Afraid something was wrong, Melinda stepped out on the porch and was relieved that he seemed to be shouting it in a happy way. Still calling her name, he ran up onto the porch and into her arms, panting happily like a dog.
“What is it, Ben?”
He tried to tell her his news, but his wind had finally caught up with him (or left him, depending on how one looked at it) and all he could do was stand there and breathe heavily. He was a blonde-headed boy with his mother’s green eyes and his father’s good looks. A little more stout than his older brother, he was still good-sized for his age and becoming very athletic.
His real passion, though, was art. So he held up a piece of paper and managed, “Read this.”

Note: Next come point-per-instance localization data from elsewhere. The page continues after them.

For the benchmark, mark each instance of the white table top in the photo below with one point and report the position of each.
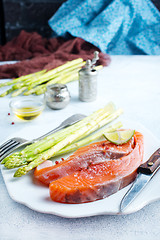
(131, 82)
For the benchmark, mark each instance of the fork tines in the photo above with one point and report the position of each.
(4, 148)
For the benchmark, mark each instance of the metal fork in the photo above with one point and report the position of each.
(14, 143)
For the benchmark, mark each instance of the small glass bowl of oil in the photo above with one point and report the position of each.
(27, 109)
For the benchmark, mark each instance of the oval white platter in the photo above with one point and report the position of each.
(23, 190)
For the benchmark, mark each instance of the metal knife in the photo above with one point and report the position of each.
(145, 172)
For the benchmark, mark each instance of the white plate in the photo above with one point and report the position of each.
(36, 197)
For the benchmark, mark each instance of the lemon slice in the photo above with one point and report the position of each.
(119, 137)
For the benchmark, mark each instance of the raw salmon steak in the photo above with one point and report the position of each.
(84, 157)
(94, 172)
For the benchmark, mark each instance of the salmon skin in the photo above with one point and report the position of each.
(109, 168)
(84, 157)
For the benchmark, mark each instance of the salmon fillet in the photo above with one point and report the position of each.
(92, 154)
(102, 179)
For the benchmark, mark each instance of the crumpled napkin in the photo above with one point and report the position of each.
(115, 26)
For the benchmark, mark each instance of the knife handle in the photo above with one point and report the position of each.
(151, 165)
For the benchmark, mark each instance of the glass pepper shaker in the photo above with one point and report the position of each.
(57, 96)
(88, 80)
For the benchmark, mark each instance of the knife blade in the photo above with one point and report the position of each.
(145, 173)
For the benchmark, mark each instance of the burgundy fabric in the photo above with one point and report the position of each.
(37, 53)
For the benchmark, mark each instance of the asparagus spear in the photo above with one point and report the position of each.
(89, 139)
(70, 148)
(53, 150)
(29, 153)
(49, 141)
(22, 78)
(58, 136)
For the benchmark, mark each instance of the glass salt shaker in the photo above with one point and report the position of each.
(88, 80)
(57, 96)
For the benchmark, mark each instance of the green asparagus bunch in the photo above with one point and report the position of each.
(64, 141)
(36, 83)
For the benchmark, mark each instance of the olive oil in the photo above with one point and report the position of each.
(28, 113)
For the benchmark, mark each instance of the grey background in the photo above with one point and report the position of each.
(30, 15)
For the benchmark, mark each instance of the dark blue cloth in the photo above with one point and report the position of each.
(115, 26)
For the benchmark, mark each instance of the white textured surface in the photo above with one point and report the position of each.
(133, 83)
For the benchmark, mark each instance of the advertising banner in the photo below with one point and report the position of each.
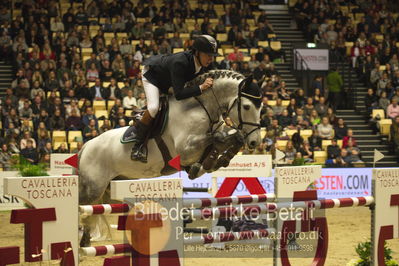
(335, 182)
(58, 165)
(8, 202)
(316, 59)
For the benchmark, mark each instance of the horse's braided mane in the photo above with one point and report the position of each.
(215, 74)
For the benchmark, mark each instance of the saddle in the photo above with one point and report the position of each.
(159, 123)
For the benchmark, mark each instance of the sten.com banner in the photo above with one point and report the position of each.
(334, 183)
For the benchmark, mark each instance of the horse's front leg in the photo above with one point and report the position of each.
(192, 152)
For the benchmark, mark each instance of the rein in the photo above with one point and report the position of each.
(225, 115)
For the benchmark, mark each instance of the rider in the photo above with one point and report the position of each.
(164, 71)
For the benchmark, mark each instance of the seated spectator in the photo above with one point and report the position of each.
(291, 108)
(70, 107)
(90, 131)
(371, 100)
(338, 161)
(142, 101)
(306, 151)
(274, 130)
(78, 147)
(62, 148)
(333, 150)
(12, 118)
(47, 149)
(300, 119)
(74, 121)
(340, 130)
(236, 55)
(30, 153)
(120, 114)
(92, 73)
(245, 69)
(42, 118)
(299, 96)
(325, 129)
(56, 105)
(290, 152)
(267, 118)
(98, 92)
(321, 107)
(393, 109)
(282, 92)
(57, 122)
(26, 126)
(353, 149)
(332, 117)
(36, 89)
(265, 106)
(26, 137)
(106, 71)
(5, 157)
(13, 146)
(46, 160)
(105, 126)
(278, 108)
(316, 96)
(43, 139)
(347, 138)
(121, 123)
(297, 139)
(89, 115)
(308, 107)
(314, 118)
(394, 136)
(259, 72)
(129, 102)
(114, 91)
(284, 119)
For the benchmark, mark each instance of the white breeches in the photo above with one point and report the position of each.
(152, 95)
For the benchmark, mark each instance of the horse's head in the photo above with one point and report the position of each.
(245, 111)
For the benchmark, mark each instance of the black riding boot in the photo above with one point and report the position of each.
(139, 149)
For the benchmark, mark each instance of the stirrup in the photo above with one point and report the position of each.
(139, 153)
(194, 170)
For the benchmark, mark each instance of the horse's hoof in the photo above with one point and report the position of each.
(194, 170)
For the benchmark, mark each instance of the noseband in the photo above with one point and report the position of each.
(241, 122)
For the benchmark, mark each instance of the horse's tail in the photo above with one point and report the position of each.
(80, 154)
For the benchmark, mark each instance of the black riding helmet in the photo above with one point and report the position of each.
(206, 44)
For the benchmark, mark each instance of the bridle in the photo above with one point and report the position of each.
(238, 102)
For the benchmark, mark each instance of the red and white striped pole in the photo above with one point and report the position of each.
(106, 250)
(103, 209)
(229, 236)
(226, 212)
(232, 200)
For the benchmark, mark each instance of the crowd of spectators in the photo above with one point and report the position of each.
(68, 54)
(367, 33)
(64, 61)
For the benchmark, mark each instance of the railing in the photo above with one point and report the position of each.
(302, 70)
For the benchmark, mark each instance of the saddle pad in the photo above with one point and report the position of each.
(159, 124)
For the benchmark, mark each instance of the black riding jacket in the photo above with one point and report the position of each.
(174, 71)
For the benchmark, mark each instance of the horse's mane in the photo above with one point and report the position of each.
(215, 74)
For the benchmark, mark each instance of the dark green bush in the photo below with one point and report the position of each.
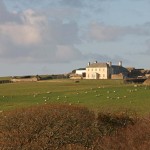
(72, 128)
(47, 127)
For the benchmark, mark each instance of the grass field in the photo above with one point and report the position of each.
(106, 95)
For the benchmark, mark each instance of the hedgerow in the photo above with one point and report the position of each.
(64, 127)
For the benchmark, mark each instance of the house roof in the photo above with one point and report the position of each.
(97, 65)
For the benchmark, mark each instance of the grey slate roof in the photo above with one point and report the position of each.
(97, 65)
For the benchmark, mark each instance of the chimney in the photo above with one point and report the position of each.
(109, 63)
(120, 63)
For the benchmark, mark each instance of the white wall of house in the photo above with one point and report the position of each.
(97, 73)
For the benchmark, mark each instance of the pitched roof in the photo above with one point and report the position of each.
(97, 65)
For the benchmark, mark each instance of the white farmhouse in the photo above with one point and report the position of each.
(98, 71)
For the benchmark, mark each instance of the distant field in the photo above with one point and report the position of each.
(106, 95)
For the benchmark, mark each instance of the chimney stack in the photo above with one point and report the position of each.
(109, 63)
(120, 63)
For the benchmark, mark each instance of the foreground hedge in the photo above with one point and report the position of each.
(70, 127)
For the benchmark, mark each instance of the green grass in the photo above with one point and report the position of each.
(110, 95)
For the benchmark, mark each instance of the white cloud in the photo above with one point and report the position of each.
(32, 37)
(101, 32)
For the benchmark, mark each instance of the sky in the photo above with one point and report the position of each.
(58, 36)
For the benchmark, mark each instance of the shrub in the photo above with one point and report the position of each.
(47, 127)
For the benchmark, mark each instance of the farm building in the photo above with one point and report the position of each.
(98, 70)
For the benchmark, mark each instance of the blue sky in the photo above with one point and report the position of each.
(57, 36)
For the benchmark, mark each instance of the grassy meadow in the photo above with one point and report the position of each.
(105, 95)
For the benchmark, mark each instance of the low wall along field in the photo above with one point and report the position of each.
(109, 95)
(66, 114)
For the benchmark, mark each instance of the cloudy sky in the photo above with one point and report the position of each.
(57, 36)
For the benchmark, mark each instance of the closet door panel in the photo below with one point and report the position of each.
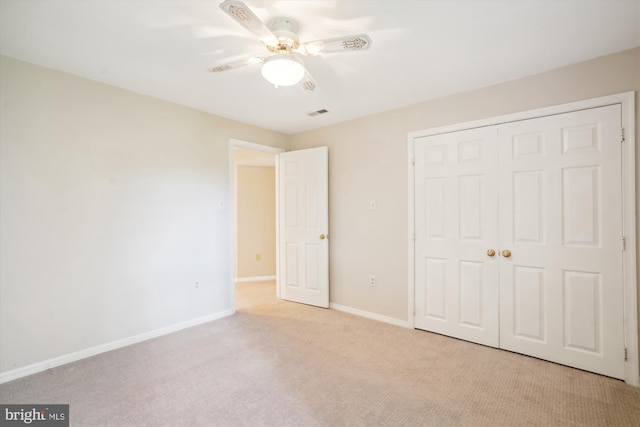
(561, 290)
(456, 223)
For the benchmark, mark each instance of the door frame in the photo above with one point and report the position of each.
(233, 144)
(628, 173)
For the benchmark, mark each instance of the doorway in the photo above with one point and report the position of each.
(253, 219)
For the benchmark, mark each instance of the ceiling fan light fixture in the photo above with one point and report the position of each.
(283, 70)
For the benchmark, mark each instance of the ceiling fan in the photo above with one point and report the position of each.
(284, 66)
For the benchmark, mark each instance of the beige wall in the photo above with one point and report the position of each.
(108, 214)
(256, 221)
(368, 161)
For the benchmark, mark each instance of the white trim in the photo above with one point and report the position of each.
(630, 257)
(369, 315)
(627, 101)
(254, 279)
(103, 348)
(233, 144)
(412, 230)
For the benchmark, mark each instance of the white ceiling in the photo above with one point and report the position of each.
(422, 49)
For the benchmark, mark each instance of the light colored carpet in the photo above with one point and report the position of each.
(277, 363)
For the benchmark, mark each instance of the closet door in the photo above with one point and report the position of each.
(561, 288)
(456, 214)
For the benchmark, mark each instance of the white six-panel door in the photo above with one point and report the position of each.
(303, 212)
(545, 195)
(561, 291)
(456, 196)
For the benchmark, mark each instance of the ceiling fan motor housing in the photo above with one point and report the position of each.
(286, 30)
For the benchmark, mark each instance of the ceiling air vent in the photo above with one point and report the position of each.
(317, 113)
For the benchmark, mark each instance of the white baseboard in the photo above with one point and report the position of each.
(92, 351)
(255, 279)
(369, 315)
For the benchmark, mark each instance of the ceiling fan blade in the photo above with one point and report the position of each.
(338, 44)
(307, 83)
(241, 13)
(237, 64)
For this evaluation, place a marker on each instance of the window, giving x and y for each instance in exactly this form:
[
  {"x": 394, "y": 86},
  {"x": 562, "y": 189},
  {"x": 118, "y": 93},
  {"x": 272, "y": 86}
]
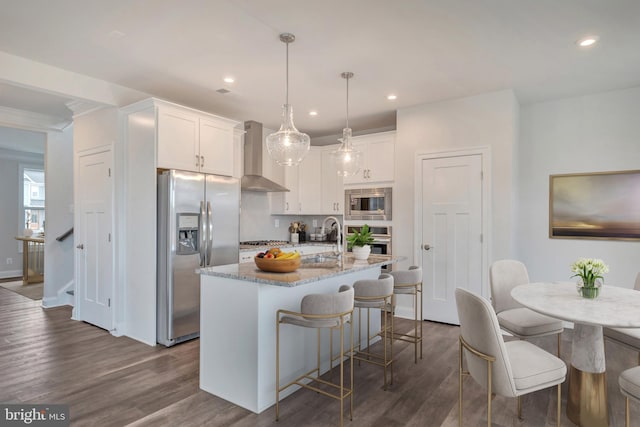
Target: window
[{"x": 33, "y": 199}]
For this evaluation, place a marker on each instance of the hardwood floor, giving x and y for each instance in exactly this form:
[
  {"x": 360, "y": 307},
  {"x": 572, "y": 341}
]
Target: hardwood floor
[{"x": 47, "y": 358}]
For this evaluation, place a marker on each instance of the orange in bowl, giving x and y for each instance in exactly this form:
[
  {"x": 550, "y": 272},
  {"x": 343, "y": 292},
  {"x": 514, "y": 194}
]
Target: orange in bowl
[{"x": 275, "y": 265}]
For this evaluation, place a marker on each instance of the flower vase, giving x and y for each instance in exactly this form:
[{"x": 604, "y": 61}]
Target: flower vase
[
  {"x": 589, "y": 290},
  {"x": 361, "y": 252}
]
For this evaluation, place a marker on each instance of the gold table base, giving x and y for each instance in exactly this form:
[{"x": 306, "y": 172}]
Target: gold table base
[{"x": 587, "y": 399}]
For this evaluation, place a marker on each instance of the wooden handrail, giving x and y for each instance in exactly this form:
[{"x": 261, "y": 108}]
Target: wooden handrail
[{"x": 64, "y": 235}]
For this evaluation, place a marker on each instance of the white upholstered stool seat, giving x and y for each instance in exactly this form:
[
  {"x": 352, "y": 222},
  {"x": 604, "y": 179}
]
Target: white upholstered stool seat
[
  {"x": 509, "y": 369},
  {"x": 319, "y": 311},
  {"x": 629, "y": 337},
  {"x": 629, "y": 382},
  {"x": 409, "y": 282},
  {"x": 524, "y": 322},
  {"x": 375, "y": 294},
  {"x": 504, "y": 275}
]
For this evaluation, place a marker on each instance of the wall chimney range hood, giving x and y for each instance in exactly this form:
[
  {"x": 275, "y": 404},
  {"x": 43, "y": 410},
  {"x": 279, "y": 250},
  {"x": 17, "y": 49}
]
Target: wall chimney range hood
[{"x": 253, "y": 179}]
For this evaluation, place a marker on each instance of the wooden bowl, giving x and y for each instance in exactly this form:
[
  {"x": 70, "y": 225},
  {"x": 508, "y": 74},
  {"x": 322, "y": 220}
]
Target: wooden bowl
[{"x": 274, "y": 265}]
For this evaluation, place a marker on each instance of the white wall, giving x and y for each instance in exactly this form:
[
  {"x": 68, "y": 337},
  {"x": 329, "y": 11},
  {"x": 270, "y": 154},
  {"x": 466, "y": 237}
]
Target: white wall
[
  {"x": 59, "y": 256},
  {"x": 591, "y": 133},
  {"x": 11, "y": 224},
  {"x": 488, "y": 120}
]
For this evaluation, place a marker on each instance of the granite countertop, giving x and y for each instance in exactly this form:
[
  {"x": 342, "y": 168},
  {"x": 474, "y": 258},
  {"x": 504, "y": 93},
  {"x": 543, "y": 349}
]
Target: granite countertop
[
  {"x": 306, "y": 273},
  {"x": 251, "y": 248}
]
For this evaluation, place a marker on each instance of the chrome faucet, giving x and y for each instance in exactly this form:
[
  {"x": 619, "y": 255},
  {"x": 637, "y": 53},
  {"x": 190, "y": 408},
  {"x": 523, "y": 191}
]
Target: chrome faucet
[{"x": 338, "y": 236}]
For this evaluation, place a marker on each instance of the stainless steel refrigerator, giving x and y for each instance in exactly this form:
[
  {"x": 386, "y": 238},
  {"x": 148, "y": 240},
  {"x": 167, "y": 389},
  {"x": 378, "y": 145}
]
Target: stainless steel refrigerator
[{"x": 198, "y": 226}]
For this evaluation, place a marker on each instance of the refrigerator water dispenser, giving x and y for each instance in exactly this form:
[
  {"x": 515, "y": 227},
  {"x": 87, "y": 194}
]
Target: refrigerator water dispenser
[{"x": 188, "y": 226}]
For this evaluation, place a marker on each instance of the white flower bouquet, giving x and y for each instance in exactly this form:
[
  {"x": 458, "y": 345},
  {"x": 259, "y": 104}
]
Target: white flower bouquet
[{"x": 589, "y": 270}]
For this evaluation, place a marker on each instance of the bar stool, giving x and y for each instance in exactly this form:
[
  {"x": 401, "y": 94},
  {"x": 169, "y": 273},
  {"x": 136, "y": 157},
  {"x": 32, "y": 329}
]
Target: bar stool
[
  {"x": 629, "y": 382},
  {"x": 409, "y": 282},
  {"x": 376, "y": 294},
  {"x": 320, "y": 311}
]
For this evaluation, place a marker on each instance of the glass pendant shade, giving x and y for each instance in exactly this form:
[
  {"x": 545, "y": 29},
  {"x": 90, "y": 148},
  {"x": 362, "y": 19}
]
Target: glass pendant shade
[
  {"x": 288, "y": 146},
  {"x": 347, "y": 160}
]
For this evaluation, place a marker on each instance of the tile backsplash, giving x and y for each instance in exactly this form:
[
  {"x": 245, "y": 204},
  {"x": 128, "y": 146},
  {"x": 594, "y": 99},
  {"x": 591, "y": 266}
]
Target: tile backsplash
[{"x": 257, "y": 223}]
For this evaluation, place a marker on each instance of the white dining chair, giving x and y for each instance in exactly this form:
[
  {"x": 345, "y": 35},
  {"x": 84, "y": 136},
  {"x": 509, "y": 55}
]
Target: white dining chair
[
  {"x": 321, "y": 311},
  {"x": 629, "y": 337},
  {"x": 629, "y": 382},
  {"x": 519, "y": 321},
  {"x": 509, "y": 369}
]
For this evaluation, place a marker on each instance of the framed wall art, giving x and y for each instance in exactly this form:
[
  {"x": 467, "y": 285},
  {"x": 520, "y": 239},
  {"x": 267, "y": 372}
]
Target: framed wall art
[{"x": 601, "y": 205}]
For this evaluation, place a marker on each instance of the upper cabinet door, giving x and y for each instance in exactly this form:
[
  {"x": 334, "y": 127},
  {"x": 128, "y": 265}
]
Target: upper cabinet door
[
  {"x": 310, "y": 183},
  {"x": 216, "y": 148},
  {"x": 178, "y": 140},
  {"x": 378, "y": 152},
  {"x": 332, "y": 188}
]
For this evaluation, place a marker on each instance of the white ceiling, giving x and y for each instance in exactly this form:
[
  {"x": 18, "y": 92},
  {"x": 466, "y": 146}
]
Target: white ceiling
[{"x": 422, "y": 50}]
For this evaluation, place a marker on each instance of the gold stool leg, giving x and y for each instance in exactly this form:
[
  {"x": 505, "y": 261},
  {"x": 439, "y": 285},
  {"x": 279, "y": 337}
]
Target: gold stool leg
[
  {"x": 419, "y": 289},
  {"x": 460, "y": 385},
  {"x": 341, "y": 370},
  {"x": 415, "y": 311},
  {"x": 390, "y": 338},
  {"x": 559, "y": 405},
  {"x": 351, "y": 370},
  {"x": 277, "y": 367},
  {"x": 520, "y": 408},
  {"x": 627, "y": 421}
]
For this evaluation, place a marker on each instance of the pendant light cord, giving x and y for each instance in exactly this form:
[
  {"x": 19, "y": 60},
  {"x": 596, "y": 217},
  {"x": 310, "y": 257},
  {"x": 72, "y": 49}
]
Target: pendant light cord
[
  {"x": 347, "y": 101},
  {"x": 286, "y": 90}
]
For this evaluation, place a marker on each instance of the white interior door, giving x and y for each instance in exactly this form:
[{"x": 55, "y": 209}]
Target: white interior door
[
  {"x": 451, "y": 248},
  {"x": 94, "y": 254}
]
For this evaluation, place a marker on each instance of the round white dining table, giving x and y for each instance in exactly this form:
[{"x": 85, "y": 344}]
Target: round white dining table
[{"x": 615, "y": 307}]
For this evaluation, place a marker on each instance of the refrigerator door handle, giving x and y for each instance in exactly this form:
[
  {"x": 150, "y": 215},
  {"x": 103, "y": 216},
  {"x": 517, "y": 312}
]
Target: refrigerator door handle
[
  {"x": 203, "y": 232},
  {"x": 209, "y": 232}
]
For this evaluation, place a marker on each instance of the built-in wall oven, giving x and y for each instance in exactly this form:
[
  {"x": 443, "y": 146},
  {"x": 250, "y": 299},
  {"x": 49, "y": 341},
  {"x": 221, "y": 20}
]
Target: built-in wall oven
[
  {"x": 381, "y": 240},
  {"x": 368, "y": 204}
]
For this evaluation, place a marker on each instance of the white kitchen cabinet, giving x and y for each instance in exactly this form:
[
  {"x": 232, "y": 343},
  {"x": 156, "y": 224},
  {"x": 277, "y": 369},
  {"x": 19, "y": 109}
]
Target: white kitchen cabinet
[
  {"x": 332, "y": 198},
  {"x": 309, "y": 191},
  {"x": 194, "y": 141},
  {"x": 291, "y": 203},
  {"x": 305, "y": 184},
  {"x": 178, "y": 145},
  {"x": 217, "y": 148},
  {"x": 378, "y": 158}
]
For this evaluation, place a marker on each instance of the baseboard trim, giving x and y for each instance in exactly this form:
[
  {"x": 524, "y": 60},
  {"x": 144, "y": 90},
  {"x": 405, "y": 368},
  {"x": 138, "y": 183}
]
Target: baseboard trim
[
  {"x": 11, "y": 274},
  {"x": 62, "y": 297}
]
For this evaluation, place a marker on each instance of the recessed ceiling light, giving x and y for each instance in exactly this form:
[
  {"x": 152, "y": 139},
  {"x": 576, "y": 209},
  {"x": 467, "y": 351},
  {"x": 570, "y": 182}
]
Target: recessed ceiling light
[
  {"x": 587, "y": 41},
  {"x": 115, "y": 34}
]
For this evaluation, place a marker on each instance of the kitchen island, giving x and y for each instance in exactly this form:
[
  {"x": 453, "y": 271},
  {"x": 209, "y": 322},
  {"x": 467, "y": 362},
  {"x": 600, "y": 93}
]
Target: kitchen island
[{"x": 238, "y": 325}]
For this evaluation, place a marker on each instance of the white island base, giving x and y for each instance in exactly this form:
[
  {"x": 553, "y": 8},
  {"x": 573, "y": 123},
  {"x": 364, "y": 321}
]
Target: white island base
[{"x": 238, "y": 332}]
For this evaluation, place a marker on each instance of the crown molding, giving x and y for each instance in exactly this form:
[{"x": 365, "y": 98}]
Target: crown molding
[
  {"x": 82, "y": 107},
  {"x": 13, "y": 117}
]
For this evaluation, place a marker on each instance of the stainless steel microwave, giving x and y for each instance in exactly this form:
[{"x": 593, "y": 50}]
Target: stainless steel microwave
[{"x": 368, "y": 204}]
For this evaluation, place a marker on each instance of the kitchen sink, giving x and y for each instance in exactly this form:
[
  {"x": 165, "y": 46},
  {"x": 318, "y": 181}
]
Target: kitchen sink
[{"x": 321, "y": 260}]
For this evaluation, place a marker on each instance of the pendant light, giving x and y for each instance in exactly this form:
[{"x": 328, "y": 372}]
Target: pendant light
[
  {"x": 288, "y": 146},
  {"x": 347, "y": 160}
]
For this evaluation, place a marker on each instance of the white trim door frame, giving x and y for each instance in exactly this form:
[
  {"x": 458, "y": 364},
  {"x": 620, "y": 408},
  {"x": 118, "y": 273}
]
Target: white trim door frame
[{"x": 440, "y": 274}]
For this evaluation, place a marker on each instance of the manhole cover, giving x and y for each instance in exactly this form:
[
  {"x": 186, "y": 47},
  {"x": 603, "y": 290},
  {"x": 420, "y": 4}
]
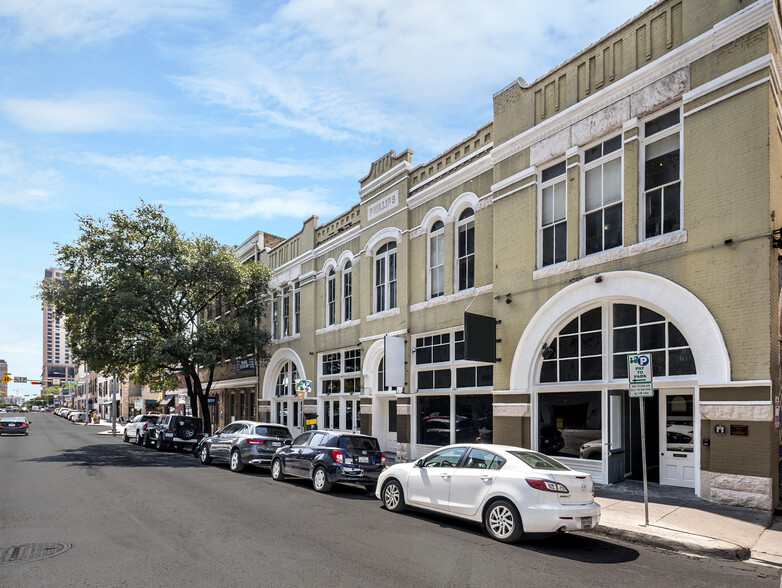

Melinda took the paper and read, “‘Dear Mister Rathum, We are pleased to inform you that the drawing you submitted has been chosen as a finalist and will be on display in the Denver Museum of Art and is eligible for first prize in The Rocky Mountain News’ Young Artist Competition.’ Oh Ben, this is wonderful!” She gave him a hug, which he barely acknowledged as he took the paper back and read it again.
“Can we go see it? In the museum, I mean?”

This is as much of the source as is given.